フレンは刃こぼれしたブレードを投げ捨てるように放り投げ、新しいブレードに替える。

「心臓を捧げる形で罪を償う・・・俺はこの日のために生き残ってたのかもしれません。 死ぬ気はありませんが、死ぬ気で行きます。」

そう言ってフレンは恐怖を押し殺すようにリヴァイに笑いかけると、

「はっ、さっき命令したろ。損害は許さん。一人も死ぬなと」
「はは、そうでしたね。」
「長話はこれが終わった後でだ。行くぞ!」
「はい!」

リヴァイとフレンは屋根を蹴ると、アンカーを出して巨人のうなじにブレードを叩きつけた。







***






マコト達の居る区内では──

エレンが回し蹴りをしようとした所でライナーが脚を掴みエレンを転ばせた。

そのままエレンの脚を掴んで振り回し、家屋に叩きつけ仰向けになった所をエレンに向かって拳を振り下ろす。

ドオォン!

地震のような、地面が割れるほどの衝撃波がやって来て思わず身を縮める。

エレンは皮一枚の所で拳を避けたようだ。
そのままエレンが関節技に持ち込むがライナーはこのままでは危険だと判断し距離を置く。

「今だ!」

するとハンジが動き出し、作戦開始だ。
モブリット、マコト、アルミン、ジャン、コニー、サシャが全員飛び出しハンジとミカサを追いかける。

一直線に伸びる道をハンジとミカサが駆け抜け、ライナーとすれ違う手前で引き金を引くと雷槍が発射され、そのまま両目に撃ち込まれた。

そしてハンジとミカサがライナーを通り過ぎ、同時に雷槍のピンを抜いた瞬間爆発音が轟いた。


「グオオオォ!」


鎧の巨人が叫び始めた。
そのまま上を向いて硬直している鎧の巨人。
マコトは前方を飛ぶジャンたちに向かって

「急げ!今がチャンスだよ!」
「はい!」

すかさずジャン、コニー、サシャが後ろから雷槍を撃ち込み爆発する。

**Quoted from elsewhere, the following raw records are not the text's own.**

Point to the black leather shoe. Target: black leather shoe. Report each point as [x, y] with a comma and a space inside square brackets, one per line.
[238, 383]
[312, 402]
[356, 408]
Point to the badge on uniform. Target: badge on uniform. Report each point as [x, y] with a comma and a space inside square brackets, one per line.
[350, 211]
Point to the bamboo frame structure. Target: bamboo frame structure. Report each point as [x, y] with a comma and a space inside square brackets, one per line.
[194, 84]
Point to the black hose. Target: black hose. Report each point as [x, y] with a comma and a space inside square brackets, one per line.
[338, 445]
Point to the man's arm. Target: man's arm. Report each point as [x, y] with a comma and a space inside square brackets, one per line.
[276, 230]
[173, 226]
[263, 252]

爆風にマコト達は目を細めるがここで怯む訳には行かない。

「マコト!」
「はいモブリットさん!アルミン行くよ!」
「はい!」

3人で顔を見合わせるとせーの!で引き金を引いて、雷槍を撃ち込み全員安全な距離を取ったあとピンを引き抜く。


「や、やったぞ!項の鎧が剥がれかけてる!」

ジャンの声に爆風の中、空中で体勢を整えながらマコトはライナー見る。

たしかに背中の皮膚は砕け、あと数発打ち込めば・・・

「もう一度だ!もう一度、雷槍を撃ち込んでトドメを刺せ!」

そのハンジの言葉に、104期の同期は固まってしまった。

あと一発、トドメを刺す──


即ち、ライナーを殺すという事だ。



共に過した時間は、彼らの方が長いしマコトだってライナーと3年近くの付き合いだ。

マコトはグッと手汗の出るブレードを握りしめるとライナーとの思い出を振り切るように肺に空気を吸い込む。

「皆ッ・・・怯むんじゃない!」
「そうだ、お、お前ら・・・っ!こうなる覚悟は、済ませたはずだろ!」

ジャンもそう叫びながら怒鳴り、全員は頷くと最初に飛び出したのはマコトだった。

こういう時は、上官が部下を引き連れなければ統率がならない。


リヴァイとの仲で悩んでいた時に自信を持って攻めろと言ってくれたライナー

格闘技で自分の知らない技を教えてくれたライナー

いつも皆の兄貴のようで、皆から慕われていたライナー

そして最後に会った、ナイフをマコトの首に押し当てるライナーの姿。



「ぐっ」

あんな事をされても、可愛い教え子だった。
教え子を殺すなんて誰が喜んでやるものか。しかし、彼を殺さなければ全てが終わらない。

マコトは引き金を引いてライナーの項に雷槍を撃ち込むと、それに続いて全員が雷槍を撃ち混み一斉にピンを抜いた。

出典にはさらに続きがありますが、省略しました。